Gás engarrafado: a eterna discriminação

O gás de botija, que abastece 2,1 milhões de lares nacionais, é três vez mais caro, por unidade de energia, do que o gás natural e, ao contrário do segundo, sempre foi taxado a 23 por cento. Desde 2013 que alertamos para esta diferença de preços, que consideramos discriminatória.

No final de março, e para fazer face ao aumento dos preços, o Governo anunciou um apoio de até 10 euros aos 760 mil beneficiários da tarifa social de eletricidade, por um período de três meses. Uma medida que, apesar de apoiar quem tem mais carências económicas, esquece todos os outros consumidores para quem este também é um serviço essencial.

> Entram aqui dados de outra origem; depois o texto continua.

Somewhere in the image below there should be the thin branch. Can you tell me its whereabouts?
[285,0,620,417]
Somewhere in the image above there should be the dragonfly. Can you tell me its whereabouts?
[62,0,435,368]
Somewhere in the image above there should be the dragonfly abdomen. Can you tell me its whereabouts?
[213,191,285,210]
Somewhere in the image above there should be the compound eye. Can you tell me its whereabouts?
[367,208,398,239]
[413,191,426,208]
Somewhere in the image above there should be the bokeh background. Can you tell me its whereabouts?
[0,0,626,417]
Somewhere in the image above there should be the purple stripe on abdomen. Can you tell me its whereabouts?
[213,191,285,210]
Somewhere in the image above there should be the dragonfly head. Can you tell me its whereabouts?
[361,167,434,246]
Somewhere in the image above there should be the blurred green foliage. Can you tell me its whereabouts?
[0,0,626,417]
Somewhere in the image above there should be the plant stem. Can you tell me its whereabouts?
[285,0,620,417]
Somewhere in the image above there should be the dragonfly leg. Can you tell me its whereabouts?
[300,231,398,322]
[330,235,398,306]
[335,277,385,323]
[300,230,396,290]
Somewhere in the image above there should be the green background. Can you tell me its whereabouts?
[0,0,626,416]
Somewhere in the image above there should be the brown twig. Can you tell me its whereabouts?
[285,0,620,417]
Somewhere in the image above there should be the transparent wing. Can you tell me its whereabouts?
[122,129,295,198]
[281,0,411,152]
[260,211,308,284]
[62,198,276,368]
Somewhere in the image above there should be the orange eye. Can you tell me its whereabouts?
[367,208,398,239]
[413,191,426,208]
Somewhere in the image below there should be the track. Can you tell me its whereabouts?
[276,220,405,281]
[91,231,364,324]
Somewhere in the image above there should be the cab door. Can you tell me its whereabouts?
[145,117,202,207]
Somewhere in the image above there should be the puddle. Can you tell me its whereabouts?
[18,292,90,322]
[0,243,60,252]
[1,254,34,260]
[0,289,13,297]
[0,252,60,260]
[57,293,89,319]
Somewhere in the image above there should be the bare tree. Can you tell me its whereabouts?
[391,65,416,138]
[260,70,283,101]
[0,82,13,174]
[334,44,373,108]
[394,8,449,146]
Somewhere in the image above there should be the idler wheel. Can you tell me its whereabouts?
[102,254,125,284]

Preços da eletricidade e do gás sem remendos

Em 2011, com a chegada da troika a Portugal, a taxa do IVA da eletricidade e do gás natural passou do mínimo (6%) para o máximo (23%), o que teve um tremendo impacto na vida dos portugueses. Desde então, apesar das reivindicações de milhares de consumidores, esta alteração ainda não foi revertida.  

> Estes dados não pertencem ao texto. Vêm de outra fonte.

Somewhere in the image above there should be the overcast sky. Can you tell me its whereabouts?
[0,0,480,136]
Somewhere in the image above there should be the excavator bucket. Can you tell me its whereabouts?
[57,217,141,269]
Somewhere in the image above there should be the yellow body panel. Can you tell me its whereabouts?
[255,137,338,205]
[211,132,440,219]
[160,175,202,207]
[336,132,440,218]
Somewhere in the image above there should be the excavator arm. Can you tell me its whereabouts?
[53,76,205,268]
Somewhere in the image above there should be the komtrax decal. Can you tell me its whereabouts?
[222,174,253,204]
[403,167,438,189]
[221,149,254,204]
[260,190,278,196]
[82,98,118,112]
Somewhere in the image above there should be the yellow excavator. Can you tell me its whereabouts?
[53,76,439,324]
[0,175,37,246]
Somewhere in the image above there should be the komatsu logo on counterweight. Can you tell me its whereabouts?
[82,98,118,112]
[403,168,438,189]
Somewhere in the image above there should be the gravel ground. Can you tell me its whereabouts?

Em 2019, o Governo limitou-se a baixar para 6% o IVA da eletricidade e do gás natural sobre as tarifas de acesso, nos termos fixos. Além disso, deixou de fora metade dos consumidores, pois só foram abrangidos os contratos até 3,45 kVA. Mais tarde, em 2020, o IVA desceu para 13%nos lares com uma potência contratada até 6,9 kVA e para os primeiros 100 kWh gastos em cada mês. Quanto ao gás de botija, manteve sempre a taxa máxima de 23%, em todos os componentes da fatura.

Para além de socialmente injustas, estas medidas, que representam os sucessivos remendos que condenamos, são também ambientalmente questionáveis. Isto porque penalizam as famílias que optarem pela eletrificação, tida como parte do caminho para a descarbonização, sobretudo se assente em energias renováveis. É tempo de serem adotadas soluções estruturais para a energia, que permitam aos consumidores nacionais deixarem de pagar das faturas energéticas mais elevadas da Europa.